Our scope of review is limited to a determination of whether constitutional rights were violated, an error of law was committed, or whether necessary findings of fact are supported by substantial evidence of record. Estate of McGovern v. Pennsylvania State Employees' Retirement Board, 512 Pa. 377, 517 A.2d 523 (1986); Section 704 of the Administrative Agency Law, 2 Pa. C. S. §704.

The referee accepted the testimony of Defendant's medical witness, Dr. Goldstein, as the more credible. In a workmen's compensation case all questions of weight and credibility are for the fact-finder. A referee may "evaluate the credibility of opposing witnesses and accept the testimony of one medical witness over another." McCarter v. Workmen's Compensation Appeal Board (Boeing Vertal Co.), 94 Pa Commonwealth Ct. 261, 267, 503 A.2d 990, 993 (1986). Even assuming that Dr. Field, Petitioner's medical witness, had testified unequivocally, "this court has consistently held that the task of resolving conflicts in medical testimony lies solely with the referee, and where the referee's findings are supported by substantial evidence, the courts will affirm the decision of the Board." Id. Our review of the record leads us to conclude that the referee's findings of fact are supported by substantial evidence of record and that he committed no errors of law.

Accordingly, we affirm.

ORDER

AND NOW, December 15, 1986, the order of the Workmen's Compensation Appeal Board at Docket No. A-89237, dated November 1, 1985, is affirmed.

NOTES

[1] Section 418 of The Pennsylvania Workmen's Compensation Act, Act of June 2, 1915, P.L. 736, as amended, 77 P.S. §833 states, in relevant part: "The referee to whom a petition is assigned for hearing . . . shall make, in writing . . . findings of fact, conclusions of law, and award or disallowance of compensation. . . ."

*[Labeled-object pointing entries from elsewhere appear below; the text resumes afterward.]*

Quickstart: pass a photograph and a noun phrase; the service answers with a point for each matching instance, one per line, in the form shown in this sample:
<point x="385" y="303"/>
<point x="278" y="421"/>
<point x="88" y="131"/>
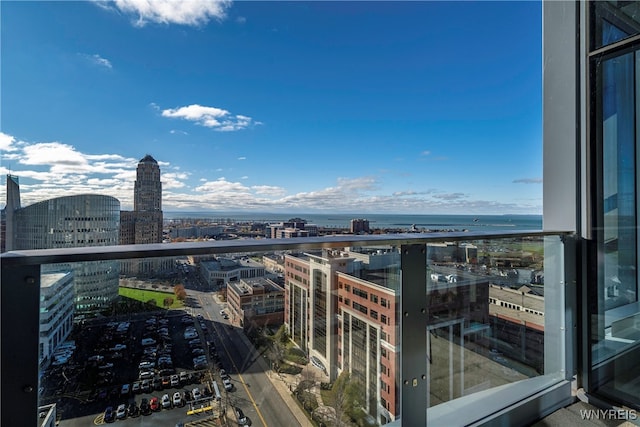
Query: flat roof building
<point x="255" y="302"/>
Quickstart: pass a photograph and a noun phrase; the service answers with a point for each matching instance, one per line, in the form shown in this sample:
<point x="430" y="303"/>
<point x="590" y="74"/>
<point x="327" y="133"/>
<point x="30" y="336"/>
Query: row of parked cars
<point x="154" y="404"/>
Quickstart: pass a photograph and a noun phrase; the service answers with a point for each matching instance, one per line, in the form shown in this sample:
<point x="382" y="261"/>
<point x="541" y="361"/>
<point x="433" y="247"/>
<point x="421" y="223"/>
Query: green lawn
<point x="145" y="295"/>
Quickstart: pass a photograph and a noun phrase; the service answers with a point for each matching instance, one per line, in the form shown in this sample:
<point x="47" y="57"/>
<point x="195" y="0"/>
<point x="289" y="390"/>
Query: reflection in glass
<point x="486" y="315"/>
<point x="615" y="311"/>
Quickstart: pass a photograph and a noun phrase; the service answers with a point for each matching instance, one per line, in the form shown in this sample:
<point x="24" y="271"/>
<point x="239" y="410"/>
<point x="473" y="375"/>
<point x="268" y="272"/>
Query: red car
<point x="154" y="404"/>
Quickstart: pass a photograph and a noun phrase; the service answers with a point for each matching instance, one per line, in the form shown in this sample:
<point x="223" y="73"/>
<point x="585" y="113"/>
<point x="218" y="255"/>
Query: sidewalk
<point x="279" y="384"/>
<point x="277" y="380"/>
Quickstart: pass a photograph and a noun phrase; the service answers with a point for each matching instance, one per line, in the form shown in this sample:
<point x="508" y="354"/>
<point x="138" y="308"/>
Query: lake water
<point x="433" y="222"/>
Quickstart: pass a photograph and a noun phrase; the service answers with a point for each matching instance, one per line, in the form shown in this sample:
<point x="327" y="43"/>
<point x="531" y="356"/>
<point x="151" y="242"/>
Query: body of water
<point x="432" y="222"/>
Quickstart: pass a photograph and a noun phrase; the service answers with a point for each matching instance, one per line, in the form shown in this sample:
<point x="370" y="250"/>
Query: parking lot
<point x="138" y="366"/>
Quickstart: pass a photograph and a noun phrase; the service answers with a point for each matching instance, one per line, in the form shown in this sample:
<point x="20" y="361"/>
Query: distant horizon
<point x="354" y="214"/>
<point x="277" y="106"/>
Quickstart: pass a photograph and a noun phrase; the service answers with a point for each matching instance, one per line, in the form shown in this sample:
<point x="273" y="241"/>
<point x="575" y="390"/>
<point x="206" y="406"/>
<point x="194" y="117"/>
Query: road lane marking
<point x="244" y="384"/>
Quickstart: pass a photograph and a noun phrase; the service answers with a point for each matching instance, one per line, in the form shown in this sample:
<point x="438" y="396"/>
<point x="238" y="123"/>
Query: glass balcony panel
<point x="614" y="311"/>
<point x="340" y="309"/>
<point x="492" y="336"/>
<point x="614" y="21"/>
<point x="336" y="307"/>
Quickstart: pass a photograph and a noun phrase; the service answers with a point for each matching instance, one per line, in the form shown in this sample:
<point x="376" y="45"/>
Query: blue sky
<point x="363" y="107"/>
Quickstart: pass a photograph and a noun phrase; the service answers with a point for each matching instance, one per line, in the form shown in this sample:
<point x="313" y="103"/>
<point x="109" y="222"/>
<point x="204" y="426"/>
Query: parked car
<point x="133" y="410"/>
<point x="242" y="419"/>
<point x="196" y="393"/>
<point x="125" y="390"/>
<point x="154" y="404"/>
<point x="146" y="365"/>
<point x="121" y="412"/>
<point x="177" y="399"/>
<point x="145" y="407"/>
<point x="166" y="401"/>
<point x="175" y="381"/>
<point x="145" y="375"/>
<point x="109" y="415"/>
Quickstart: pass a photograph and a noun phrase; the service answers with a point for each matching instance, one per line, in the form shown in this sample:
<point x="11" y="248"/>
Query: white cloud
<point x="269" y="190"/>
<point x="212" y="117"/>
<point x="53" y="169"/>
<point x="528" y="181"/>
<point x="97" y="60"/>
<point x="54" y="154"/>
<point x="187" y="12"/>
<point x="7" y="142"/>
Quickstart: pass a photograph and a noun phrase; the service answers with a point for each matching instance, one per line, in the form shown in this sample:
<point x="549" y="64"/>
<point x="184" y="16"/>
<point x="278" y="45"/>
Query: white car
<point x="175" y="381"/>
<point x="146" y="365"/>
<point x="166" y="402"/>
<point x="177" y="399"/>
<point x="196" y="393"/>
<point x="121" y="412"/>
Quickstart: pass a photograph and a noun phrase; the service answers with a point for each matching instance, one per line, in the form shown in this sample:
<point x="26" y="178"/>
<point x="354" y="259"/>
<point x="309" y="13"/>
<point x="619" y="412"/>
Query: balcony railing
<point x="451" y="329"/>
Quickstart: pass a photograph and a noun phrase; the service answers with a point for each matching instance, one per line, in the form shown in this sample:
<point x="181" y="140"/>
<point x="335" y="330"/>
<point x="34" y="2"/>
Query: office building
<point x="56" y="311"/>
<point x="255" y="303"/>
<point x="145" y="223"/>
<point x="359" y="225"/>
<point x="295" y="227"/>
<point x="69" y="222"/>
<point x="221" y="271"/>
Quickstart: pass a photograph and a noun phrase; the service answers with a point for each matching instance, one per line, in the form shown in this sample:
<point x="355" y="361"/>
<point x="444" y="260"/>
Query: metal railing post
<point x="413" y="329"/>
<point x="19" y="329"/>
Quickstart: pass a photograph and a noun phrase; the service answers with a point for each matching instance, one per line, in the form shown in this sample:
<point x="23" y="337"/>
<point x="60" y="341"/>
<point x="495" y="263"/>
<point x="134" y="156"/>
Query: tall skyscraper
<point x="69" y="222"/>
<point x="148" y="188"/>
<point x="8" y="228"/>
<point x="144" y="223"/>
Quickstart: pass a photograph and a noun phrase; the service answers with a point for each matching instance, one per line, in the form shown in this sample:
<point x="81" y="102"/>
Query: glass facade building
<point x="613" y="113"/>
<point x="478" y="348"/>
<point x="76" y="221"/>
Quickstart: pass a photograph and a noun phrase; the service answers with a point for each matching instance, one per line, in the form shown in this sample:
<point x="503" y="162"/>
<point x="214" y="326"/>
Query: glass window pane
<point x="614" y="21"/>
<point x="491" y="331"/>
<point x="615" y="314"/>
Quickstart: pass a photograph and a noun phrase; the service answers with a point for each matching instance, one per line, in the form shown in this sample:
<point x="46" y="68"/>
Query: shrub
<point x="296" y="355"/>
<point x="285" y="368"/>
<point x="308" y="400"/>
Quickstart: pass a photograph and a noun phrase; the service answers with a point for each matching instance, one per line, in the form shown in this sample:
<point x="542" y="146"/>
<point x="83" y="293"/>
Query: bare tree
<point x="344" y="398"/>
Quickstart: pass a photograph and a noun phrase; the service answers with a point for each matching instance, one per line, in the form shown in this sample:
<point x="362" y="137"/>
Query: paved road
<point x="253" y="391"/>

"[T]he referee is required to find the critical facts in the case upon which he bases his conclusions. This is necessary in order to provide the Board and this Court with the opportunity to exercise meaningful review. A synopsis or summarization of evidence is not fact-finding." Marcks v. Workmen's Compensation Appeal Board, 65 Pa. Commonwealth Ct. 107, 110, 442 A.2d 9, 11 (1982).

In his third finding of fact, the referee stated: "He [Petitioner] testified that on November 23, 1982, he was setting up a crane when he experienced chest pain while putting outrigging pads on the crane." A recitation of the testimony of a witness does not constitute a finding of fact. We caution referees that reciting testimony instead of making proper findings of fact may necessitate a remand to make such findings, requiring a duplication of effort which disturbs this Court.